The first impulse of the crowd, seeing Psychlos, was to retreat, and fast! All the snow and ice had melted off them and to all appearances they might be alive.
The driver was about to get off the truck and put distance between himself and anything that had to do with Psychlos that might suddenly come to life.
Ker withdrew the forks and realized he was in the middle of a commotion and was about to have no driver. “No, no,” he shouted. “They're dead!”
Timidly the Jambitchow got back on the flatbed seat. Cautiously the crowd crept forward to get a closer look. Eyes went questioningly to Ker.

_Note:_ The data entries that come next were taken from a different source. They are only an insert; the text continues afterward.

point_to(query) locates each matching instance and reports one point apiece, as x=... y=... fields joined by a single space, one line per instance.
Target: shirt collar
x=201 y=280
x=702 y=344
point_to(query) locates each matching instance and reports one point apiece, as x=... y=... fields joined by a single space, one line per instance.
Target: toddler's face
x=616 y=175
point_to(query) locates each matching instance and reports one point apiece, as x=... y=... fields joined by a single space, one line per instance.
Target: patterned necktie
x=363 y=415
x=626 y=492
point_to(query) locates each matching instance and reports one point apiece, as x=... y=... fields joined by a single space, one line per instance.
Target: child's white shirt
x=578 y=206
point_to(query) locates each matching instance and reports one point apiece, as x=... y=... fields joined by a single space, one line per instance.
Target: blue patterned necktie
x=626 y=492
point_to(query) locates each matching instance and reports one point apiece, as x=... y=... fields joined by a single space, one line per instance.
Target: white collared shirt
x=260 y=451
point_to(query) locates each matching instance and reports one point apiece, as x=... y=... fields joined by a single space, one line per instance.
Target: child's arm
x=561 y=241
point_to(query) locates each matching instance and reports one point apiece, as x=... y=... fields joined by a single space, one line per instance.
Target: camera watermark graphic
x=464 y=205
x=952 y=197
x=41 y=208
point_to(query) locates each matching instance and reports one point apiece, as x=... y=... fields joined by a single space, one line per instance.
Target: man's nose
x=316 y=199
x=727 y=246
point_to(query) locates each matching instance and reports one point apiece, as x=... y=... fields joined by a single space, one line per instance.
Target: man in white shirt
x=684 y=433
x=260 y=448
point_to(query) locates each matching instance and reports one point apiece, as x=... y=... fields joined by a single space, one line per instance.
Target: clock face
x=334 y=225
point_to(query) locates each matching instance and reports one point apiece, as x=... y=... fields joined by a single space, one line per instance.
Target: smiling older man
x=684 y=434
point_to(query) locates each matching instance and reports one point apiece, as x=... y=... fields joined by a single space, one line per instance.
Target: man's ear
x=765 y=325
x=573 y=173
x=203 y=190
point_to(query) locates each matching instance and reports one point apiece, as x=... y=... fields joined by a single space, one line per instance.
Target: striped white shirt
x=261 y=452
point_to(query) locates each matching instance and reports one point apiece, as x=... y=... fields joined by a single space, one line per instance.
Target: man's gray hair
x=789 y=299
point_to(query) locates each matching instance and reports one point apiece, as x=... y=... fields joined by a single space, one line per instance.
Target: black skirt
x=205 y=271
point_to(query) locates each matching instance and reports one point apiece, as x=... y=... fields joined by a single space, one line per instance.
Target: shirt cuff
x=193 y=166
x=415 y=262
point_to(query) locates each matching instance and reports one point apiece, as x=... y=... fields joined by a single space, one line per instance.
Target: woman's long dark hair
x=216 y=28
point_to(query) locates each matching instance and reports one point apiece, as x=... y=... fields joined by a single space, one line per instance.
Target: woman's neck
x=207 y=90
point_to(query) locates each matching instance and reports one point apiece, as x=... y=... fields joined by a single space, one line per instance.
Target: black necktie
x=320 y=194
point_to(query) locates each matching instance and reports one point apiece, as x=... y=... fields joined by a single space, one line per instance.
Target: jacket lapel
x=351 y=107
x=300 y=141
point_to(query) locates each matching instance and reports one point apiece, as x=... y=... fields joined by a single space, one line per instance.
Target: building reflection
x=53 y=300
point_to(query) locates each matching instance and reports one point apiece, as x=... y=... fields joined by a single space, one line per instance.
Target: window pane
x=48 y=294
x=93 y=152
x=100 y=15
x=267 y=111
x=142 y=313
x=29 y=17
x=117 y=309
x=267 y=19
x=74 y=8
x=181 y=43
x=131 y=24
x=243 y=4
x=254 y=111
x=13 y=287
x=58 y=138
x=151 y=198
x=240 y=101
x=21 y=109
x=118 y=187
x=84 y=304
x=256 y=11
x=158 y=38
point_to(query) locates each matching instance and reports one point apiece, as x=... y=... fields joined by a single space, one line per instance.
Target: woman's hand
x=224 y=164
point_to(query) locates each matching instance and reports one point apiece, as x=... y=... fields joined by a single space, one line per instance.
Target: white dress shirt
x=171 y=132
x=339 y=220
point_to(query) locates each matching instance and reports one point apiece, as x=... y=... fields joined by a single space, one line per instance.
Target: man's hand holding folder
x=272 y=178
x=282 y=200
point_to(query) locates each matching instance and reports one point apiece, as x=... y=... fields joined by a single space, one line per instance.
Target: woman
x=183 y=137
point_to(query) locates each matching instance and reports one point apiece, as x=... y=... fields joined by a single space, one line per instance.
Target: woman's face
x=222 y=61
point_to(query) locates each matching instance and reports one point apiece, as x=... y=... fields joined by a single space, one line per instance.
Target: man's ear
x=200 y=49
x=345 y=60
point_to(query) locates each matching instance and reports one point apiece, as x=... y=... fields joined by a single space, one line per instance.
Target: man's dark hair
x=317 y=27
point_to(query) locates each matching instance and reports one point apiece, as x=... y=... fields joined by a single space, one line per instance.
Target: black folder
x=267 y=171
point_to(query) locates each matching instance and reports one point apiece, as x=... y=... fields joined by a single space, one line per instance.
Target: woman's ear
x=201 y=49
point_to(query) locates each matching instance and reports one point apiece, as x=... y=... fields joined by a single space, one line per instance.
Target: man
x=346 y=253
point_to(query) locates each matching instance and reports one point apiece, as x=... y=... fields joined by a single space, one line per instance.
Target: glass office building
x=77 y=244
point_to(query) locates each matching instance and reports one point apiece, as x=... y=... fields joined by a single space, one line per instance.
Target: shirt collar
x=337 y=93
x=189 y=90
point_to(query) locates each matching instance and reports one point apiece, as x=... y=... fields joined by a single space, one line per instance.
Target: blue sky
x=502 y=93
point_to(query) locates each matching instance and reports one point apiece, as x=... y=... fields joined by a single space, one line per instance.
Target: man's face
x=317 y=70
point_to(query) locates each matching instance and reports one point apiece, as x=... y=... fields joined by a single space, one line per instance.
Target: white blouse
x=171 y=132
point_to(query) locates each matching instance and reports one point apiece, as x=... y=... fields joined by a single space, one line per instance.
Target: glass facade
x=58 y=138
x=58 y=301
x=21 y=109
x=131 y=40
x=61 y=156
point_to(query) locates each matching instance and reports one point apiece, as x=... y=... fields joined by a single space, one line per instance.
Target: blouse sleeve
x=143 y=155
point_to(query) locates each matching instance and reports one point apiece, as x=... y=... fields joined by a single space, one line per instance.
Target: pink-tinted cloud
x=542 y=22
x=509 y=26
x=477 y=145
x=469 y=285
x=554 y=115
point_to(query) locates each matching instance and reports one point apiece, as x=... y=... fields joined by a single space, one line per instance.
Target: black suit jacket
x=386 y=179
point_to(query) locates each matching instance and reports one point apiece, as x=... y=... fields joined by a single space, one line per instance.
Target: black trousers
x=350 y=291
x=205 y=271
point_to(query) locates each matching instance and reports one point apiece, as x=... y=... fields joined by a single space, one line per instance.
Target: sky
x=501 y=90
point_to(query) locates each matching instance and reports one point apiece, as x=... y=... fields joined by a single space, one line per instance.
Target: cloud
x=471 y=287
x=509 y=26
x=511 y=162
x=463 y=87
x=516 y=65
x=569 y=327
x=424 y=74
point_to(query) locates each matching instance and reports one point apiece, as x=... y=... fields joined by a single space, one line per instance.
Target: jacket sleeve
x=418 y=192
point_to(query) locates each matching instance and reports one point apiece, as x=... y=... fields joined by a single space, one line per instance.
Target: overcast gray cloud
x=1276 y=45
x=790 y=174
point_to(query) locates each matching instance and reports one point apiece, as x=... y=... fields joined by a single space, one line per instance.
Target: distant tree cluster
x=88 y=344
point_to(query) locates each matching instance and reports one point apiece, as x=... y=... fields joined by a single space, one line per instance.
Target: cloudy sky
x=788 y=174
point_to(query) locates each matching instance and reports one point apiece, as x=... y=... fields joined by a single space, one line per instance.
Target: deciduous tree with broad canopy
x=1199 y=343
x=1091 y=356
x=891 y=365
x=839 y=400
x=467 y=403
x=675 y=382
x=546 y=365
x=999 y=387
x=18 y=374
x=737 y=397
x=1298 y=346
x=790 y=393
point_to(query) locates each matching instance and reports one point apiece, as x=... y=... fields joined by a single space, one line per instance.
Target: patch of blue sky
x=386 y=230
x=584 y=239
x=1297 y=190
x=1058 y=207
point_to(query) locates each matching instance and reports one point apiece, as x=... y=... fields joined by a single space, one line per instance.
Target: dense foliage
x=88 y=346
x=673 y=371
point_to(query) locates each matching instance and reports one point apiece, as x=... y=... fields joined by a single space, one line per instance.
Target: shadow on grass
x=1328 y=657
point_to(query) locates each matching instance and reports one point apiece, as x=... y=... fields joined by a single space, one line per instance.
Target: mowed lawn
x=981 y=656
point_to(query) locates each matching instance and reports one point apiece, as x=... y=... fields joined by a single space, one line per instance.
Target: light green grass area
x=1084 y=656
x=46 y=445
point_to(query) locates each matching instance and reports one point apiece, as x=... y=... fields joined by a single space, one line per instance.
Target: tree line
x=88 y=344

“Didn't you hear what Jonnie told me?” said Ker.
No, they hadn't. Too far away.
“Those Psychlos," said Ker, “have been hiding out in the jungle. They rushed out of cover and started to claw the copilot to bits. And it made Jonnie so mad he charged them. He grabbed the throats of both of them at the same time and just plain strangled them to death!”
Mouths were open and eyes were popped. The evidence was right there before them.
After a moment a Hawvin ex-officer said, “No wonder we lost this war.”
“Yes,” said Ker. “When you get to know Jonnie better, you'll realize that when he gets mad, he gets mad!”
He signaled the flatbed to follow and drove off in the forklift. He just couldn't resist doing what he'd done. But the hardest part was to keep from guffawing in their faces.